Read through all my posts. I have never attacked any RJ pilots. However, given the current environment the RJ cannot make money. I have no problem with RJ's providing feed for a B-777. Problem is however, RJ's are doing flying that they were never intended to do. Nowadays you can go coast to coast and never touch a mainline aircraft.

Listen I flew for a regional for 4 years and fully understand the plight of the regional airline pilot. Heck we at Continental Express tried for years to get the CAL mainline pilots to understand that one seniority list was the only way to stop them from losing their jobs to RJ flying. Too bad that they and all the other mainline pilots and their unions were too stupid to realize this.

By the way, War Eagle!!!
 
Tomct said:
:cool:Dangerkitty....if you talk to the Mainline folks, we are beneath most of them and don't deserve our jobs!:rolleyes: I get so sick and tired of hearing all of this crap! For once You, (A Mainline guy) has said it right! The MAJOR pilots are to blame....NOT the RJ! Royer That!
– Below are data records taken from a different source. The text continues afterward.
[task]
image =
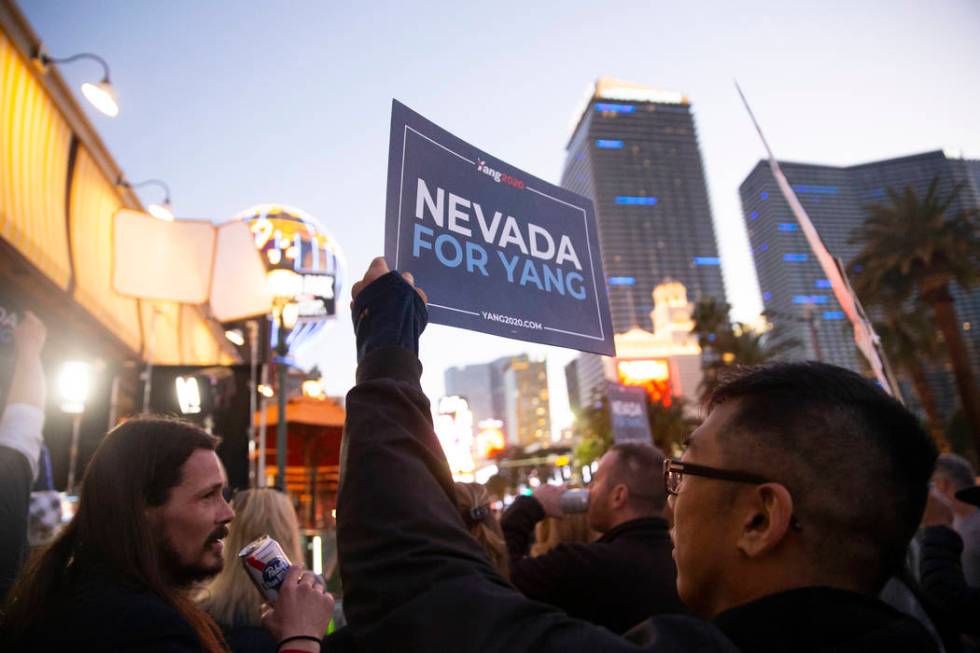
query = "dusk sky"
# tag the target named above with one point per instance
(239, 103)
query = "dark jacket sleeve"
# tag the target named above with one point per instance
(15, 497)
(943, 581)
(518, 523)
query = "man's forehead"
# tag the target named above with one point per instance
(202, 469)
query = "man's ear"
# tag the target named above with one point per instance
(768, 516)
(619, 495)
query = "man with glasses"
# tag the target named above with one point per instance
(794, 502)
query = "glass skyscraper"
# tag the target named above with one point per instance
(792, 283)
(634, 152)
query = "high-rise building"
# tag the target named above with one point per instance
(795, 292)
(634, 152)
(527, 419)
(513, 389)
(476, 384)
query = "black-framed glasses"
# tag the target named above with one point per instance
(674, 471)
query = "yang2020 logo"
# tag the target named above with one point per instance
(274, 573)
(498, 176)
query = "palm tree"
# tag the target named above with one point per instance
(908, 336)
(670, 425)
(724, 344)
(924, 240)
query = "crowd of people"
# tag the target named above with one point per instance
(808, 512)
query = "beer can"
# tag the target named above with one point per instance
(266, 564)
(572, 501)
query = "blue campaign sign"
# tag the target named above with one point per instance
(496, 249)
(628, 413)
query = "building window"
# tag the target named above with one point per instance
(815, 190)
(609, 107)
(635, 200)
(622, 281)
(809, 299)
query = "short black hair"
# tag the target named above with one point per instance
(956, 469)
(640, 466)
(855, 460)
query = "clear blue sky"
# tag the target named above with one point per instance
(239, 103)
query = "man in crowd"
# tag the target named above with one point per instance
(953, 474)
(942, 553)
(20, 444)
(150, 523)
(794, 502)
(625, 576)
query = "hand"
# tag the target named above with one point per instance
(547, 496)
(939, 510)
(379, 268)
(29, 336)
(303, 608)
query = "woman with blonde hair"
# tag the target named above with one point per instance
(474, 507)
(230, 598)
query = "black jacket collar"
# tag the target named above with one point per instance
(643, 525)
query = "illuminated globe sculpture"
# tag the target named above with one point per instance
(305, 267)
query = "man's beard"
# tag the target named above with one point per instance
(184, 575)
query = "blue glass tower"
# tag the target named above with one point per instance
(635, 153)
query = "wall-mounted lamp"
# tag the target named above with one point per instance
(162, 211)
(102, 95)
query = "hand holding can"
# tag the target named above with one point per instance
(574, 501)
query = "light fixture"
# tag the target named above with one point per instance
(284, 284)
(163, 211)
(74, 385)
(188, 395)
(102, 95)
(290, 315)
(235, 336)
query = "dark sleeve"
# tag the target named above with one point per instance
(518, 523)
(942, 578)
(558, 576)
(15, 497)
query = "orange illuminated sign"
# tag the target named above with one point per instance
(490, 438)
(651, 374)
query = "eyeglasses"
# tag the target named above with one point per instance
(674, 471)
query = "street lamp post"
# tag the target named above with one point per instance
(285, 285)
(282, 350)
(74, 385)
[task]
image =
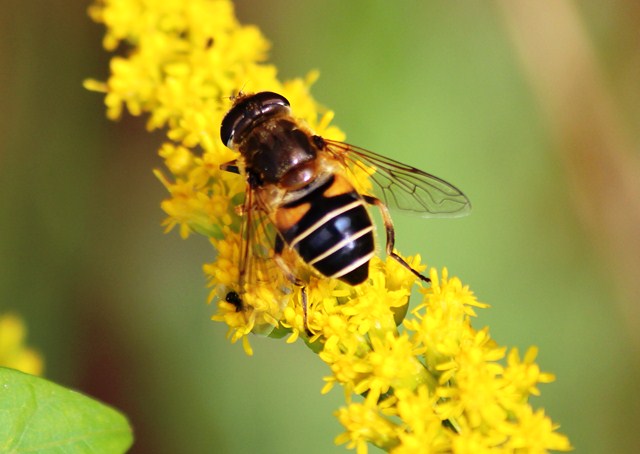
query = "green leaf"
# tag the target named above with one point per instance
(41, 417)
Thank you, someone who actually reads and understands what I am trying to say.

Back in the mid-90's the APA told AA pilots not to worry about the RJ because we wouldn't want that kind of flying anyway. Well, if those idiots had realized that bringing the Eagle pilots onto the AA seniority list we would be in a much better position today. Both AA and Eagle pilots.

Oh, well no use on crying over spilled milk. Now the whipsawing continues throughout the regionals only adding fuel to the fire when it comes to very supressed salaries for RJ pilots.
 
You are...no YOU are...nuh-uh YOU are...no YOU are....ad nauseum.

WHO CARES who you feel like you need to blame? In the end, you are still flying your RJ for sh!t wages with no place to go. I guess if you need to blame someone, blame me. I, for one, don't give a crap who you think is at fault, because I am smart enough to know that assigning blame does NOTHING to solve the problem.